October 18, 2007 at 12:24 am (blogging, for a cause, opinions, real life)

week without violence

For those of you who weren’t aware, we are right in the middle of The YMCA Week Without Violence. This week is dedicated to preventing violence.

Violence comes in all shapes in sizes, to name a few there are physical violence, emotional violence, and self violence. Obviously, Week Without Violence is dedicated more so to the physical aspect of violence, but I have been considering all types.

I told myself that this week, I would avoid getting mad and yelling at anybody. I told myself that I would not think negatively about myself, because I commonly do that. It is a lot harder then it looks to not get mad at superficial things. If something bugs you, it bugs you. You tend to get mad. Luckily, I’ve never gotten physically violent when I’m mad. I tend to clam up and not talk about what’s really bugging me. I always seem to loose my words!

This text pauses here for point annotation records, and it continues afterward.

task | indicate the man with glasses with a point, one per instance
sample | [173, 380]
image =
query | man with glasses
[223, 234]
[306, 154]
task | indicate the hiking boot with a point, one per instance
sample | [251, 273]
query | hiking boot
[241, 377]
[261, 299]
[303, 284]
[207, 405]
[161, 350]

Tomorrow I am attending a lecture that is all about preventing violence. No quiz, no pressure, just attending a lecture on healthy ways of dealing with anger. I think everyone would benefit from attending a lecture such as this one. I don’t mean to speak for the world, but I know that when I’m really mad about something, I tend to snap at people. That isn’t acceptable. I strongly support this cause because there are a lot of people out there who deal with their anger in really bad ways, and making this known is one step to stopping it. If everybody learned healthier ways, then there wouldn’t be as much abuse. I know this may not be completely true; these are simply my thoughts on the matter.

I have a question for all of you guys out there; what do you do when you get mad about something? How do you act? How to you treat others around you?